Ida Inspiration black and white photo

Announcing the Winners of the Let's Go Colorado! Photography Contest

Earlier this month, the Denver Art Museum held the Let's Go Colorado! photography contest. Participants were instructed to follow in the footsteps of photographers Timothy H. O'Sullivan and William H. Bell, whose work is currently on view in On Desert Time: Landscape Photographs by O’Sullivan & Bell, 1871-1874, and capture an image that reflects both the bones of the Colorado landscape and their own discoveries in the area.

Check out our Facebook page to see the top 30 winning submissions, which will be on view at Untitled: Stop Motion on September 30. The Denver Art Museum is proud to partner with Your 6 Hometown Toyota Stores to provide opportunities for aspiring artists to showcase their work at the museum through this unique contest.

At top is the overall winner, Ida Inspiration by Paola Scharberg. Photography curator Eric Paddock had this to say about it:

"It is easy to believe that the effort of climbing a mountain is enough to make any picture good. Ida Inspiration demonstrates that there is a lot more to it than that. The photographer stepped back from the figure in the foreground to show someone sitting at the edge of a vast and physically complicated landscape. I can’t tell whether that person is drawing, writing in a journal, or just unwrapping a sandwich, but that relaxed pose makes the idea of sitting on a mountain top seem more like a natural occurrence than a moment of triumph—as if that person simply belongs there. I like the way the diagonal ridge drifts off to the right and leads the eye to Longs Peak on the farthest horizon. And I’m excited by the jumble of talus, cliffs and snow in that glaciated bowl at the seated figure’s feet. To me, this entry reflects the spirit of nineteenth-century explorer-photographers like those featured in the DAM’s On Desert Time exhibition."

Below are the top five winning submissions chosen by the Denver Art Museum’s photography department.

Congratulations to all of these amazing photographers!

Top image credit: Ida Inspiration, © Paola Scharberg.

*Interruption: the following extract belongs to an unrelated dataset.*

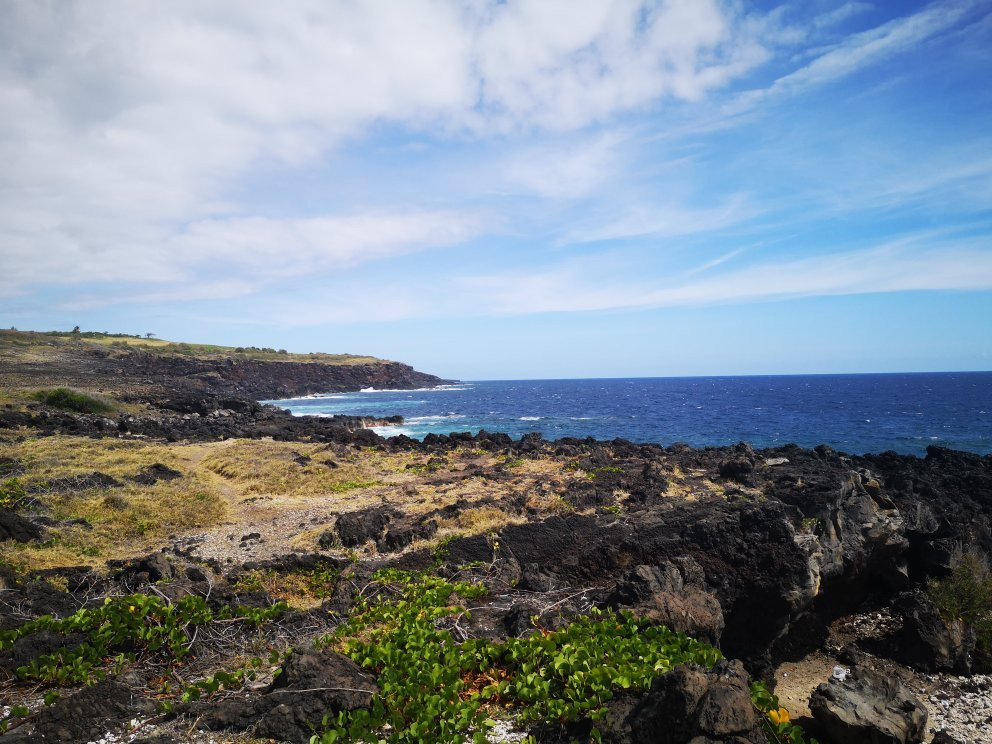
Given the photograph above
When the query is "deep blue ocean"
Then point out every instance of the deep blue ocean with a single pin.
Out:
(852, 413)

© the artist. Curator Eric Paddock said: Bing Ting is both a funny picture and one that speaks to an interesting moment in Colorado’s history. This old white delivery van is parked by the side of the road in St. Elmo, Colorado—one of the state’s most-photographed semi-ghost towns. But instead of photographing the town’s charming nineteenth-century architecture, the photographer has chosen to show us a rusting truck hemmed in by melting snowdrifts on a bright spring day. And where, in days past, the truck would have been emblazoned with the name of a dairy or a bakery or a dry cleaner, it’s now a rolling advertisement for bong hits.

Pawnee Buttes black and white photo

One of the top five winners. Photography curator Eric Paddock said: Although the location of Pawnee Buttes—the Pawnee National Grassland—is now speckled with fracking platforms and surrounded by gigantic wind turbines, the photograph evokes the sense of a pure and endless space that has shaped our idea of the American West for 200 years. The gently interlocking diagonals in the foreground, the grassy slopes surrounding the buttes, and the hazy horizon in the distance make this a picture of the place (northeastern Colorado) as well as the thing (the buttes). Smudges in the sky and dark vignetting in the corners of this glass ambrotype only add to feeling one is seeing the landscape in a dream.

© the artist. Photography curator Eric Paddock said: I am struck by the simple lyricism of Zen Reeds. The blades of grass and their reflections float in the frame like music in the air, with just enough space between and around them to make the picture one of serenity rather than chaos. Looking more closely, I like how the water’s surface tension forms little bulbs of light where the grasses and their reflections meet. The reflected clouds and vague underwater shapes at the bottom of the picture remind me of the way some of Monet’s paintings seem to exist outside of human time.

I am drawn to Wheeler Geologic Area not only by the remarkable landforms of the place, but by the way the shapes of the cones of rock, and their shadows, and the surrounding trees echo one another. The picture orchestrates a delicate mixture of sunshine and open shadow in a physical space that is both strange and majestic. And of course both the compressed form and the geological content of the photograph relate very specifically to those of the O’Sullivan and Bell photographs in On Desert Time. The photographer’s hand-applied collodion emulsion emphasizes that interesting historical relationship.